Quickly zooming along, the mainstream investing choice seemingly as ever continues to be in the stock market, which we measure by the S&P. Our "live" honestly-calculated price/earnings ratio for the S&P 500 today is 40.1x, the heights for which few adjectives remain to describe. We see that Bob Shiller's "CAPE" version is 31.1x, a level that on his scale has preceded major market fallouts. Tick...Tick...Tick... Recall we're sensing into the StateState elections this coming November that one ought be out of equities, if not outright short the S&P, regardless of the voting results.
All that said, still ticking up nicely is the Economic Barometer. This past week's reports included a ramping up in the Services Index provided for December by the Institute for Supply Management (albeit not so for their Manufacutring Index), along with a marked increase in private sector jobs per the data from Automatic Data Processing (albeit vs. a slowing in payrolls growth as recorded by the Department of Labor Statistics). Nonetheless, November's Trade Deficit shrank and Wholesale Inventories were worked off, all netting to the rising state of the Baro:
'Twould thus seem per the above picture that the Federal Open Market Committee's sway to leave further interest rate changes at bay is (for now) the way to play. Globally however, the World Bank -- as noted in its just released Global Economic Prospects report -- is giving a slight trim to their economic expansion expectations. Either way, specific to Gold: as the "faux dough" continues to be made, the yellow metal ought remain an upside trade.

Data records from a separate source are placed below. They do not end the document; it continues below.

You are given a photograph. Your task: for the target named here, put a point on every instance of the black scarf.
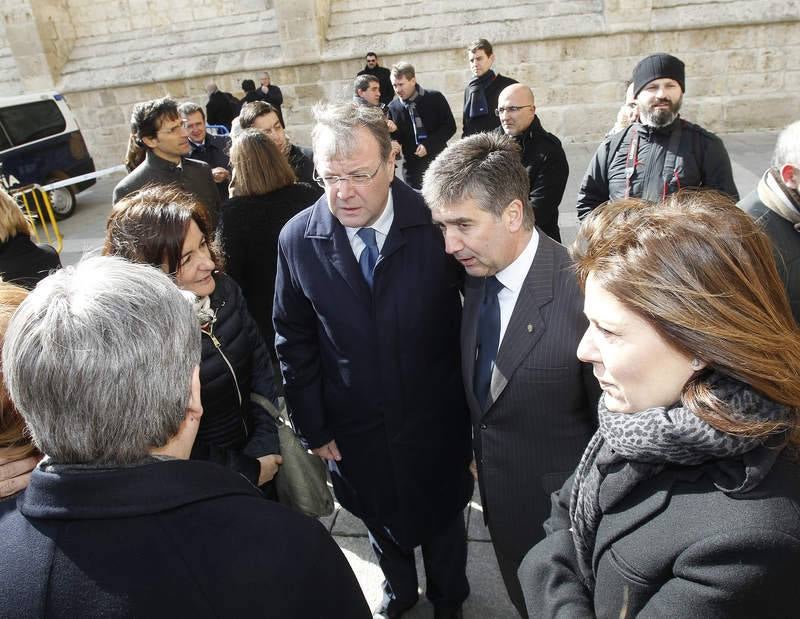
(631, 448)
(476, 104)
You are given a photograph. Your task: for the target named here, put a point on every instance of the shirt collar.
(513, 276)
(383, 224)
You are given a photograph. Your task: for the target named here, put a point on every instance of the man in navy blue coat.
(367, 316)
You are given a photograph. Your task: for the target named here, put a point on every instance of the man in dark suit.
(382, 73)
(533, 404)
(367, 316)
(424, 122)
(208, 147)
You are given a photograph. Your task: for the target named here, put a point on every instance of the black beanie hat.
(655, 67)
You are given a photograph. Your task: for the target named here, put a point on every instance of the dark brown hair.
(151, 225)
(254, 109)
(701, 273)
(15, 443)
(259, 167)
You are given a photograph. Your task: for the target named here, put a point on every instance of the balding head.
(516, 107)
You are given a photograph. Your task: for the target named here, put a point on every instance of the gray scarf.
(631, 448)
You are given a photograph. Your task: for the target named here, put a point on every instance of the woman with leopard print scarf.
(686, 503)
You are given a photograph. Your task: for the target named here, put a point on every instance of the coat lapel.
(526, 326)
(473, 294)
(331, 237)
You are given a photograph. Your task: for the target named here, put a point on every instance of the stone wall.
(575, 54)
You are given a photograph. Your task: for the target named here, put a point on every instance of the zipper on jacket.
(218, 346)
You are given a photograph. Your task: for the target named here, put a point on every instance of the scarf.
(631, 448)
(420, 135)
(203, 310)
(476, 103)
(778, 198)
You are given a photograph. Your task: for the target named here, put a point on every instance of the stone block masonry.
(576, 55)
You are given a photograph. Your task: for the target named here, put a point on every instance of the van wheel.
(63, 202)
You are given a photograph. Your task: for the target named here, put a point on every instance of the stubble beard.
(660, 117)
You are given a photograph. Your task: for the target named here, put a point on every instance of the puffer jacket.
(234, 431)
(702, 161)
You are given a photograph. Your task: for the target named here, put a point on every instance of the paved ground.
(750, 154)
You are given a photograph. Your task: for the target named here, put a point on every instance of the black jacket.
(785, 243)
(26, 263)
(378, 371)
(192, 176)
(702, 162)
(221, 109)
(548, 170)
(234, 431)
(385, 78)
(439, 125)
(677, 546)
(166, 539)
(490, 121)
(215, 152)
(249, 232)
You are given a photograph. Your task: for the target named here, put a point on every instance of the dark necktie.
(369, 256)
(488, 339)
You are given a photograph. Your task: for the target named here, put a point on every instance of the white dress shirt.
(512, 278)
(381, 226)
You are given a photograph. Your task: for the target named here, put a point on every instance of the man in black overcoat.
(367, 315)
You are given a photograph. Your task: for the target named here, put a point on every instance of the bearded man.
(659, 154)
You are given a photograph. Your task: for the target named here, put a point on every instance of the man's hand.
(269, 466)
(15, 474)
(220, 174)
(329, 451)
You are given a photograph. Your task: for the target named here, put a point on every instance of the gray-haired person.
(532, 401)
(775, 205)
(366, 318)
(116, 522)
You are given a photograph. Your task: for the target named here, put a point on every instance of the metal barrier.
(42, 217)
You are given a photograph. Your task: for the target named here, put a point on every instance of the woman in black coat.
(168, 228)
(264, 197)
(22, 261)
(686, 503)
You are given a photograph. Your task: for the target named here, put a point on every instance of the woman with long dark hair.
(264, 196)
(687, 500)
(169, 228)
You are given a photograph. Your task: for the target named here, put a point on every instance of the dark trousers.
(508, 570)
(444, 556)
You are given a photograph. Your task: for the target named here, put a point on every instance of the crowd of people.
(629, 407)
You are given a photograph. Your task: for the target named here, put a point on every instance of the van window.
(32, 121)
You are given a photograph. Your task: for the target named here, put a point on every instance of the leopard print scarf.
(630, 448)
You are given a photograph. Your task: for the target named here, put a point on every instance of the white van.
(40, 142)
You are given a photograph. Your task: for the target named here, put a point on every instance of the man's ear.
(790, 175)
(514, 215)
(150, 143)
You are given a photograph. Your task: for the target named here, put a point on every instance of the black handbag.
(302, 479)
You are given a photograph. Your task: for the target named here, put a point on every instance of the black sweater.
(249, 231)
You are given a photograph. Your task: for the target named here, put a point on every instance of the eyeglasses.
(510, 109)
(177, 128)
(359, 179)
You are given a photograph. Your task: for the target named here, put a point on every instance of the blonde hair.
(15, 443)
(702, 274)
(12, 220)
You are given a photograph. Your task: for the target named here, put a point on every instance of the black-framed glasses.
(359, 179)
(511, 109)
(174, 130)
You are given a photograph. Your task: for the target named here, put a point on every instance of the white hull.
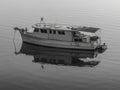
(57, 44)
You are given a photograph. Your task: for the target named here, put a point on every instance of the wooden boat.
(62, 36)
(43, 55)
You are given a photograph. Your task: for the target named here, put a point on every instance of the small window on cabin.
(43, 31)
(36, 30)
(61, 32)
(54, 32)
(50, 31)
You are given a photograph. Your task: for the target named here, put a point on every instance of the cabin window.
(61, 32)
(43, 31)
(54, 32)
(50, 31)
(36, 30)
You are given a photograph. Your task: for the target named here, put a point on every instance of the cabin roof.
(66, 27)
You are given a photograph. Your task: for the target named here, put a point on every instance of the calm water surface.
(38, 68)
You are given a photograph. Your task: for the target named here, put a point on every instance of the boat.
(42, 55)
(62, 36)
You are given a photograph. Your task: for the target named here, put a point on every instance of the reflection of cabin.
(66, 60)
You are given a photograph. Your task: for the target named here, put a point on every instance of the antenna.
(42, 23)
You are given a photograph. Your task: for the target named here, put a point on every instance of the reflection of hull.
(29, 38)
(58, 56)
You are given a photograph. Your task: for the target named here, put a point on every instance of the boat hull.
(28, 38)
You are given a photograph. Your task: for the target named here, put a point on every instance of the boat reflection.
(46, 55)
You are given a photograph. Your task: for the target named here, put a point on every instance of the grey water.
(20, 64)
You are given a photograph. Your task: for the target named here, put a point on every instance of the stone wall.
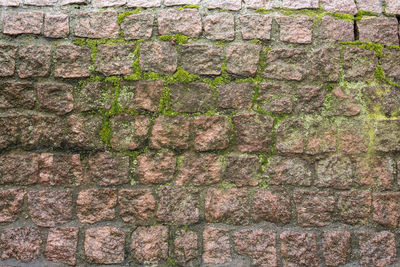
(199, 133)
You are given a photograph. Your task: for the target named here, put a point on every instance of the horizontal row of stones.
(220, 244)
(220, 26)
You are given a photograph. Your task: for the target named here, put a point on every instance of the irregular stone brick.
(7, 60)
(150, 244)
(72, 61)
(199, 169)
(253, 132)
(22, 243)
(185, 97)
(386, 209)
(178, 206)
(271, 206)
(61, 245)
(337, 29)
(313, 208)
(138, 26)
(285, 64)
(235, 95)
(115, 59)
(95, 24)
(158, 57)
(136, 205)
(56, 97)
(17, 95)
(377, 249)
(354, 207)
(359, 64)
(288, 171)
(50, 208)
(378, 30)
(94, 205)
(171, 132)
(219, 26)
(185, 246)
(217, 248)
(211, 133)
(256, 27)
(336, 247)
(242, 59)
(56, 25)
(202, 59)
(242, 170)
(23, 22)
(295, 29)
(11, 201)
(19, 168)
(129, 132)
(107, 168)
(334, 172)
(339, 6)
(258, 244)
(60, 169)
(104, 245)
(144, 95)
(155, 168)
(225, 4)
(229, 206)
(186, 22)
(299, 249)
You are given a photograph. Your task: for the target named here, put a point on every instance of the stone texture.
(56, 97)
(186, 22)
(150, 244)
(202, 59)
(158, 57)
(138, 26)
(95, 24)
(258, 244)
(61, 245)
(136, 205)
(115, 59)
(104, 245)
(271, 206)
(11, 201)
(50, 208)
(220, 26)
(256, 26)
(56, 25)
(378, 30)
(22, 243)
(94, 205)
(16, 23)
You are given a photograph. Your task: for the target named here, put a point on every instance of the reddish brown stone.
(22, 243)
(61, 245)
(136, 205)
(313, 208)
(104, 245)
(150, 244)
(271, 206)
(258, 244)
(299, 249)
(228, 206)
(336, 247)
(178, 206)
(377, 249)
(155, 168)
(11, 201)
(94, 205)
(217, 249)
(211, 133)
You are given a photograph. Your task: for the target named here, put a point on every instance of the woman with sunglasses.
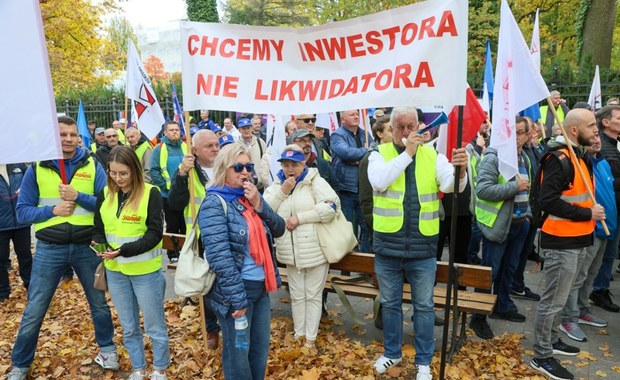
(237, 227)
(129, 220)
(303, 199)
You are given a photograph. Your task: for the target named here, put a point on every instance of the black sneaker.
(526, 294)
(552, 368)
(561, 348)
(512, 316)
(603, 299)
(481, 328)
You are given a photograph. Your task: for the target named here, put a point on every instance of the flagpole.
(573, 158)
(192, 208)
(451, 267)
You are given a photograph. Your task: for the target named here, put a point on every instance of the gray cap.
(299, 134)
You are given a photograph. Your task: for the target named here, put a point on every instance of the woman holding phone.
(129, 219)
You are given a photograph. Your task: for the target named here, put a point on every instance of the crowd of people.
(123, 192)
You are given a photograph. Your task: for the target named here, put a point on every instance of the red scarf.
(259, 247)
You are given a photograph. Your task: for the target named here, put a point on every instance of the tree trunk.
(598, 30)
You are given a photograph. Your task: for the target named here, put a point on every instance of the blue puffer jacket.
(225, 239)
(346, 157)
(8, 197)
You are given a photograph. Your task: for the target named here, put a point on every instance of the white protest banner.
(27, 96)
(415, 54)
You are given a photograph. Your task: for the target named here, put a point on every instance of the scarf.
(301, 177)
(259, 247)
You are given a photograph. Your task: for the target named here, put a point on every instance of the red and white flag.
(26, 86)
(518, 85)
(138, 88)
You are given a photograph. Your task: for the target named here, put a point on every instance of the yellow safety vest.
(129, 226)
(199, 194)
(83, 181)
(388, 210)
(163, 162)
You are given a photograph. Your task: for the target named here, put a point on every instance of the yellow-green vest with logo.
(128, 227)
(83, 181)
(199, 194)
(163, 162)
(388, 209)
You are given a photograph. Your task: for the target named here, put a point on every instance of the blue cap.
(244, 123)
(225, 140)
(292, 155)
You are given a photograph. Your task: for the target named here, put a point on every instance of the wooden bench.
(462, 301)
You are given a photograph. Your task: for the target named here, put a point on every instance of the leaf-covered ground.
(66, 348)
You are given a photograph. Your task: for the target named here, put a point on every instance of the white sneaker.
(156, 375)
(424, 372)
(137, 375)
(108, 360)
(383, 364)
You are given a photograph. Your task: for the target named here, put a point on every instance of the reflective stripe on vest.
(199, 194)
(577, 195)
(163, 161)
(83, 181)
(128, 227)
(141, 149)
(388, 209)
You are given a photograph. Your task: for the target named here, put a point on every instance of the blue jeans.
(503, 258)
(350, 205)
(49, 263)
(559, 274)
(421, 276)
(601, 282)
(146, 292)
(474, 242)
(251, 364)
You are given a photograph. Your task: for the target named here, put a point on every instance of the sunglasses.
(238, 168)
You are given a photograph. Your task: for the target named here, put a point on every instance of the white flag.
(26, 86)
(595, 98)
(535, 45)
(518, 84)
(138, 88)
(327, 120)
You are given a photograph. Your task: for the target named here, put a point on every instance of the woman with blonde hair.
(237, 227)
(129, 220)
(303, 199)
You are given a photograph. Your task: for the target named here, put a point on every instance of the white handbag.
(193, 275)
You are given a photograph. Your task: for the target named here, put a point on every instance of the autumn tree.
(75, 46)
(155, 69)
(202, 10)
(294, 13)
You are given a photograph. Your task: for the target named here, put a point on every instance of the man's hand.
(598, 212)
(413, 140)
(64, 208)
(186, 165)
(67, 192)
(459, 158)
(523, 184)
(288, 185)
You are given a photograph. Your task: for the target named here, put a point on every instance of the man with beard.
(569, 217)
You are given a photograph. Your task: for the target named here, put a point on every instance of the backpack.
(538, 215)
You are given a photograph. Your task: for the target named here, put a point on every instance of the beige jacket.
(300, 247)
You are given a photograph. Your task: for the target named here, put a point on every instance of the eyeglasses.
(238, 168)
(121, 175)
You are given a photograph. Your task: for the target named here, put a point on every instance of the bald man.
(568, 222)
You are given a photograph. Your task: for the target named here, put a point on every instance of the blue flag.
(178, 111)
(83, 126)
(488, 71)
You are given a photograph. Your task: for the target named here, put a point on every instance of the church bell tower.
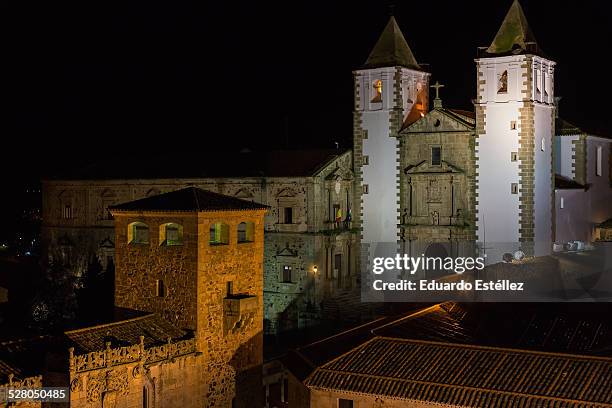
(515, 115)
(390, 90)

To that end, let's quickly go to Gold's daily bars from the last three months-to-date on the left and the 10-day Market Profile on the right. Mind Gold's baby blue dots of linear regression trend consistency for weakness below their +80% axis, which would then in turn suggest lower price levels near-term:
And here is the same presentation for Sister Silver:
'Tis a busy calendar next week for the Economic Barometer. Also we get the Federal Reserve Bank's "Beige Book" on regional economic conditions; and Phase One of the US/China trade deal is set to be inked in Washington. Again, pardon our brevity this time 'round as things are, shall we say, "afoot" here in the Principality. Fortunately as the sun rises from the Mediterranean, so we look to Gold rising as well -- near-term turbulence notwithstanding -- as the year doth propel!